All of the knowledge of the Church. Eben thought. It was meant to frighten, and though Eben had felt intimidated considering the totality of the knowledge of the church before, his mind was dulled by the length of proceedings and he did not feel it then. In order to better confirm the doctrines of the Church no doubt. Eben knew not to risk saying anything, but thought there must be more to knowing a mind, even an artificial one, than determining its nature and intelligence in reverse based on what was put in and what was put out. He wondered what secrets the artisan had imbued his greatest work with. If its pronouncements were truly as sophisticated as those of men, it could begin to feed off its own thoughts. He considered that if that were true its abilities could have a ceiling, even if it produced so much that all Eben could do anymore was submissively absorb the then unchanging intellectual world created by the machine. He would be unaware even as the sands of that desert rose and filled his lungs and closed over his head. He played with the implications of thought outside of a man, a mind without a body to take care of it, or worry about. Pure rational thought, an entirely conceptual understanding, only words, morality in speech. It could be the greatest obstacle to true perception. The machine was a lie, the mind of wood and ivory was a weapon. Eben became anxious. 

The machine was a parasite so far, surviving only in the intestines of an institution like the church, feeding off what the host ate. But Eben imagined a tick growing larger and fatter than the mule whose blood it drank. Consciousness could be annihilated by satiety and life become a barren wasteland where the only things that can live would be those who have successfully avoided the hunger for information and endless yield of knowledge of the machine. The intellectual obesity of the living would cave in the sunless and ancient world of the wisdom of the dead that holds it up.  Even that would not be enough. The Eden in every child would be surrendered willingly, not having to be besieged to be destroyed. The machine was an oddity for now, but it could become the rule, and true experience the exception. The only knowledge it could not reproduce was that which was universal, fundamental to the point of defying distinctions or meaningful descriptions. A single candle surrounded by an endless blackness, but whose dark flame contained the same deepness of night too.
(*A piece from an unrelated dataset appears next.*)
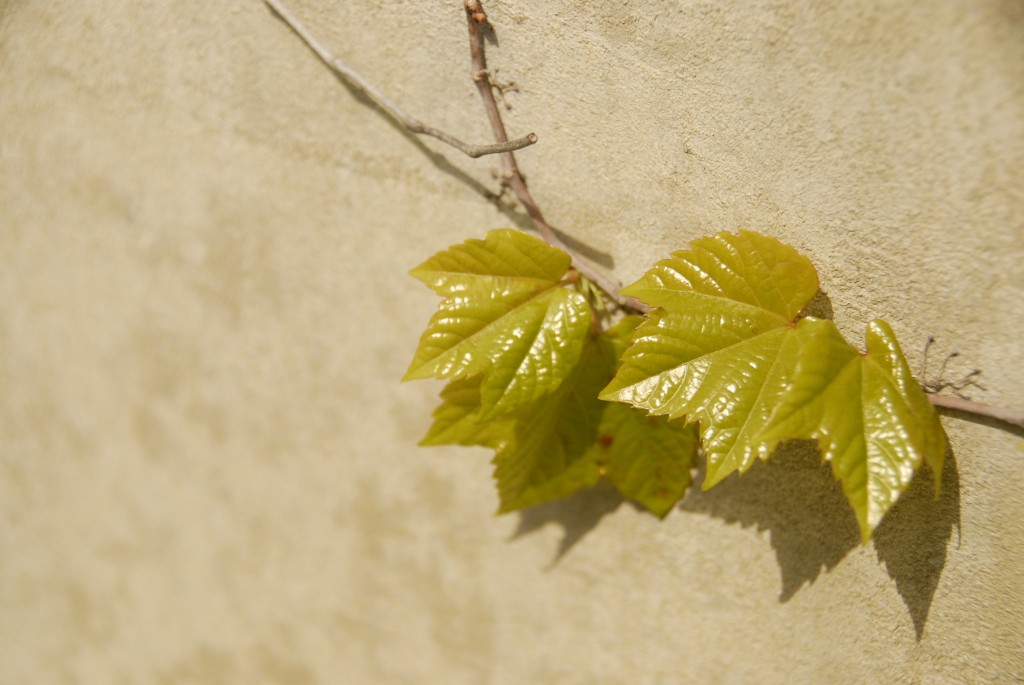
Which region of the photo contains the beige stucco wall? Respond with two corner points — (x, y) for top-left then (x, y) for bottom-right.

The machine was a wager that the other kinds of knowledge would be the life blood of the coming ages. As dear to us as the air we breathe. What is essential and ubiquitous, but invisible. That in not trying to rule, conquers the world. They were wrong in building it, the artisan was wrong, and the church was wrong, and in the process of achieving highest technical mastery and lowest moral corruption, they created a monster of a God that would demand petty but never ending sacrifices and have us dancing alone for it in silence and darkness.
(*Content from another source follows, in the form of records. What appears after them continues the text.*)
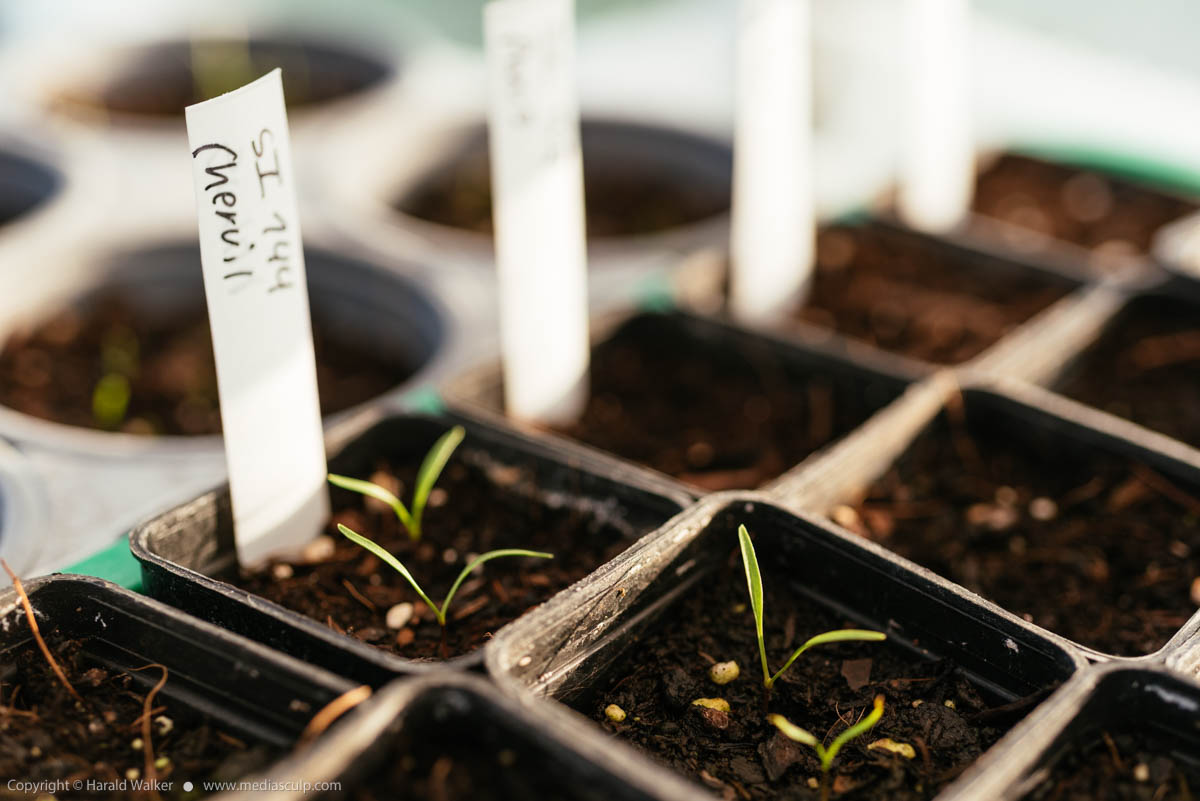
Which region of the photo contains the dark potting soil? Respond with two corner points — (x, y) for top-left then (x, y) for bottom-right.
(577, 548), (1032, 801)
(0, 297), (416, 435)
(796, 225), (1072, 365)
(832, 404), (1200, 656)
(547, 318), (899, 490)
(1025, 731), (1200, 801)
(973, 153), (1200, 255)
(1056, 296), (1200, 446)
(234, 448), (642, 660)
(394, 139), (730, 239)
(0, 632), (280, 800)
(61, 40), (388, 118)
(349, 721), (612, 801)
 “It is the size of a small church and so will remain where it is for now. The artificial mind has been asked only to say if he is guilty, given all of our knowledge, concerning the heresy of which we accuse him. Exoneration, or conviction and that is all.” The murmuring grew louder. Eben had not moved from his seat. Could the artificial mind know what it did not know? Could he? He thought. Even if he abhorred what the machine was, he could admire what it did. It could give back all of human thought and Rome could become the epicentre for all knowledge, a necessary and sufficient pilgrimage for any student. But he knew too it could attach him to mistakes. Not only errors in knowledge, but sinful ways of relating to yourself and other individuals. The conflict that would come from trying to decide the best way to purge it of the corrupt and steer the machine only towards what it was true and good could destroy any institution from within, even the church. It was still endlessly attractive to Eben, even though he knew that everything produced by the machine was doomed.
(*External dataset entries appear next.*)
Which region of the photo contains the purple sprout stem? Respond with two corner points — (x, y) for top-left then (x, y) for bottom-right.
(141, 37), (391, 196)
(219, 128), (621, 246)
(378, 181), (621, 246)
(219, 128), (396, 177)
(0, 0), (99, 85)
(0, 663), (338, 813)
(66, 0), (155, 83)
“Its gears turn slowly, but truly, and it communicates by carving its judgments into stone letter by letter. It will take another day to fully make its verdict,” the cardinal finished. Eben, who was sitting almost directly behind the accused man, was one of the only people to hear him.

“Extraordinary,” he said, not quite under his breath, offering respect for the machine that was going to convict him, and expedite his execution. Eben thought it was an odd pronunciation, but he didn’t see it as a break in his character, the man was not reduced, even though Eben could not claim to know his mind. It seemed to him that the heretic had already in some sense done what the machine’s existence would enable. To live entirely apart from other people, their judgements and opinions and social pressures. It was appealing to Eben but he saw that if he was not careful, it could also replace everything dear in the world with a painting of it, a simulacrum, a lie. Like an empty addiction that distracts from our most basic needs to survive. Even love would perish, ground to dust in the gears of that machine.

The heretic seemed like a careful man. He was not stupid or weak, that was obvious even from his speech to the cardinal, and Eben thought he would certainly understand the implications of the creation of such a mind, maybe even better than he himself did. He was still standing, one man in open rebellion against the thousands of years of thought and experience transmitted by the thousands of souls that served and still serve the church. Even the Sistine Chapel has a ceiling. Eben thought. It keeps out the rain.

“You will die,” Eben said to the heretic, certain that no one would hear him. A man’s life, what extraordinary stakes for mere words. Still the heretic stood as if naked but proud, The raw truth obvious to anyone who cared to look. Not just the orbits of the stars and planets, but that he was a fragile creature dying since the moment of his birth, and knowing the void from which he was ripped would consume him again. We will all die. Eben thought.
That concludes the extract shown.